When building a lab or any services, you’re going to need DNS in most cases, however, we don’t necessarily want to expose the DNS records to the world, this is where resources like Split-Brain DNS servers come into play.

Split-Brain DNS??

Split-Brain DNS is effectively like having two DNS servers running on the same origin, they each have a set of records, and will reply different values depending on how they’re being requested. It seems complex, but it’s very easy to use.

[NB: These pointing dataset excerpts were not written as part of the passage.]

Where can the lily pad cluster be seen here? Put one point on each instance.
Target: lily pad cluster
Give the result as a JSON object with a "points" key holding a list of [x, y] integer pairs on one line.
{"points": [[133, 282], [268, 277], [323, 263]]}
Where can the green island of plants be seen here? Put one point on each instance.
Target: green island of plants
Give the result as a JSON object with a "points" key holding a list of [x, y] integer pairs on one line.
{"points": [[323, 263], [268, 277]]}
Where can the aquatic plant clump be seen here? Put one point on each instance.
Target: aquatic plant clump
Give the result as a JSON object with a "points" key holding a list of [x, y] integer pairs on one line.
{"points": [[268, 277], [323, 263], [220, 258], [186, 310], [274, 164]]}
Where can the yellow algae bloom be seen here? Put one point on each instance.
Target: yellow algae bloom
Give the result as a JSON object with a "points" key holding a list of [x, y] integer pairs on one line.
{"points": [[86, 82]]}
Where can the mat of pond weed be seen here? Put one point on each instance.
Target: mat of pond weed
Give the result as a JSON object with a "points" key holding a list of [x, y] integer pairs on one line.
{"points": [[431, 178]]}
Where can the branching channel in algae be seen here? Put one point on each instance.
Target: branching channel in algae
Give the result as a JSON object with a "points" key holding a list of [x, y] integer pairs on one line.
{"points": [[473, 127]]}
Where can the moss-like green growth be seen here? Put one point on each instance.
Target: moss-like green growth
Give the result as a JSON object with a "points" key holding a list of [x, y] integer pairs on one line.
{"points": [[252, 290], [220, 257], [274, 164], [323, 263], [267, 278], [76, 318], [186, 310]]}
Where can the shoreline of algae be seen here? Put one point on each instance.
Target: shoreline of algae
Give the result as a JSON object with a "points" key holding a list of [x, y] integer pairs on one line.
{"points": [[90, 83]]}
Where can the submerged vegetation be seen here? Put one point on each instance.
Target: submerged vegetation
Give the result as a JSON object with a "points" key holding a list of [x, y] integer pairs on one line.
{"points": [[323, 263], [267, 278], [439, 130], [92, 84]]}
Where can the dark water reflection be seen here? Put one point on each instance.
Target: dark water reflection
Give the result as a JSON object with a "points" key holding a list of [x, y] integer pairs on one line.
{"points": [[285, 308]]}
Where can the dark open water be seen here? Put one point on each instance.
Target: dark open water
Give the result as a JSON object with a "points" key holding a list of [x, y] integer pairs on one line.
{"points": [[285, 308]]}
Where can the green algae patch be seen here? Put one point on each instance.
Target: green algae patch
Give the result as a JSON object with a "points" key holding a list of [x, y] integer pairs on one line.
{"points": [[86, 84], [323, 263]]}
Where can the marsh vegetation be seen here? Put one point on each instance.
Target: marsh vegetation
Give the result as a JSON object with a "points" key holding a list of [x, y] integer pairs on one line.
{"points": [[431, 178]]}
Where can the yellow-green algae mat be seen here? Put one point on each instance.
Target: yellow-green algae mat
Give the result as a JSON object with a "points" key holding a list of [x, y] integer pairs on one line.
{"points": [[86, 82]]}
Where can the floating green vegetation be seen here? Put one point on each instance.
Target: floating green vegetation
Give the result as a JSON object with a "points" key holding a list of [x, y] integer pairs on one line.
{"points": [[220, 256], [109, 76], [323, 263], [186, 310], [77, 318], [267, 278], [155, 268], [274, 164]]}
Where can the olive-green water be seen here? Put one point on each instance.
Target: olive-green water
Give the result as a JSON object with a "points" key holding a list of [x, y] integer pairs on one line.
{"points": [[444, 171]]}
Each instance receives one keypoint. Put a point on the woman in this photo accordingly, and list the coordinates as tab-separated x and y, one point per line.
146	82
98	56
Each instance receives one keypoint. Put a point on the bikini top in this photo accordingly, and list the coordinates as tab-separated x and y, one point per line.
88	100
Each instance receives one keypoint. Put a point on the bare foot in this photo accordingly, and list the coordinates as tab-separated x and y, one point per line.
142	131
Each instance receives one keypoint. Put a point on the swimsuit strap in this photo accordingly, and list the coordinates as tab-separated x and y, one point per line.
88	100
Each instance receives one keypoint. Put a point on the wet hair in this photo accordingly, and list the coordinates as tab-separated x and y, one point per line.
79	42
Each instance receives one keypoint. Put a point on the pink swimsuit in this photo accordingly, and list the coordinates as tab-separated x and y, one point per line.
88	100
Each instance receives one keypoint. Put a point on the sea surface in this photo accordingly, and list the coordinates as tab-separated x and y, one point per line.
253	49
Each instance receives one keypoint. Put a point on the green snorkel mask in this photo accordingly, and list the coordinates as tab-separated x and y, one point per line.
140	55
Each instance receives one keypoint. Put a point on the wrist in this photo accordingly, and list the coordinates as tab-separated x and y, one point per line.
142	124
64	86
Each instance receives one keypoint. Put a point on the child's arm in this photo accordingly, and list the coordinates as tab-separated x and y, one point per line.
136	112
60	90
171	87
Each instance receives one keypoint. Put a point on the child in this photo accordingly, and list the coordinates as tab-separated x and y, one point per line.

Let’s say I’m connecting from my bedroom PC to my home wifi, and I want to ping my Nextcloud instance, I run “ping cloud.thegeekbin.com” and it returns “10.24.40.2” – perfect, I can access that and easily use it. Now, if I switched over to LTE network and ran the same command, I get a resolution error: “ping: cannot resolve cloud.thegeekbin.com: Unknown host”

We’re getting this DNS resolution error because our Split-Brain DNS sees the requesting IP address is outside the LAN scope, and returns an altered set of results. Let’s say your Jira instance was internally 10.24.42.2, and externally you used your public IPv4 address – when you queried externally, you’d get your public (eg. 123.123.123.123), but when looking from internal, you get the direct IP of the instance, which is 10.24.42.2, allowing you to skip going outside your network, and remaining entirely local.

Why do I want Split-Brain DNS?

In most cases, it’s for security and privacy, you obviously don’t want to expose to the world the topology of your entire network, right? By using split-brain you can expose just the public network to the public, and the whole private to the internal LAN, allowing you keep your topology private.

How do I set it up?

Setting up is easy, for this example I’m going to assume you’re running on Ubuntu or Debian for your DNS server, however, this should also work for CentOS/RHEL.

First, you’re going to want to install bind9 if you haven’t already, you can do this by running:

sudo apt-get install bind9 --yes

Now that we’ve got our basic DNS server installed, we’ll want to head over to /etc/bind/named.conf.options and make sure our configuration for listening on port 53 and the IP address is set, below is an example of the configuration file (tweak as necessary):

options {
    listen-on port 53 { 10.220.220.220; 127.0.0.1; };
    directory "/var/cache/bind/";
    allow-query { any; }
    recursion no;
    pid-file "/run/named/named.pid";
    notify yes;
}

Now we’ve got our basic setup ready, but we’re not done yet! We can now create access controls and views. Views are how the split-brain defines the resolution rules, for example, let’s create an ACL for our public network on 10.0.0.0/24, and a simple zone for “test.thegeekbin.com”:

acl "geekbinlan" { 10.0.0.0/24; };
view "geekbinlanview" {
    match-clients { "geenbinlan"; };
    zone "test.thegeekbin.com" {
        type master;
        file "test.thegeekbin.com.lan.zone";
    };
};

Now, we can define our rules inside the zone file for our lan, next we’ll want an outside view, which the public network will see, this will be considered the untrusted segment of the network, for this, we’ll create another view that matches on any clients like so:

view "geekbinwan" {
    match-clients { any; };
    recursion no;
    zone "test.thegeekbin.com" {
        type master;
        file "test.thegeekbin.com.wan.zone";
    };
};

Now, when we save and restart bind, throw some entries in each configuration zone file, and query from internal and external, you’ll see the bind server is responding with different entries based on the requesting IP address.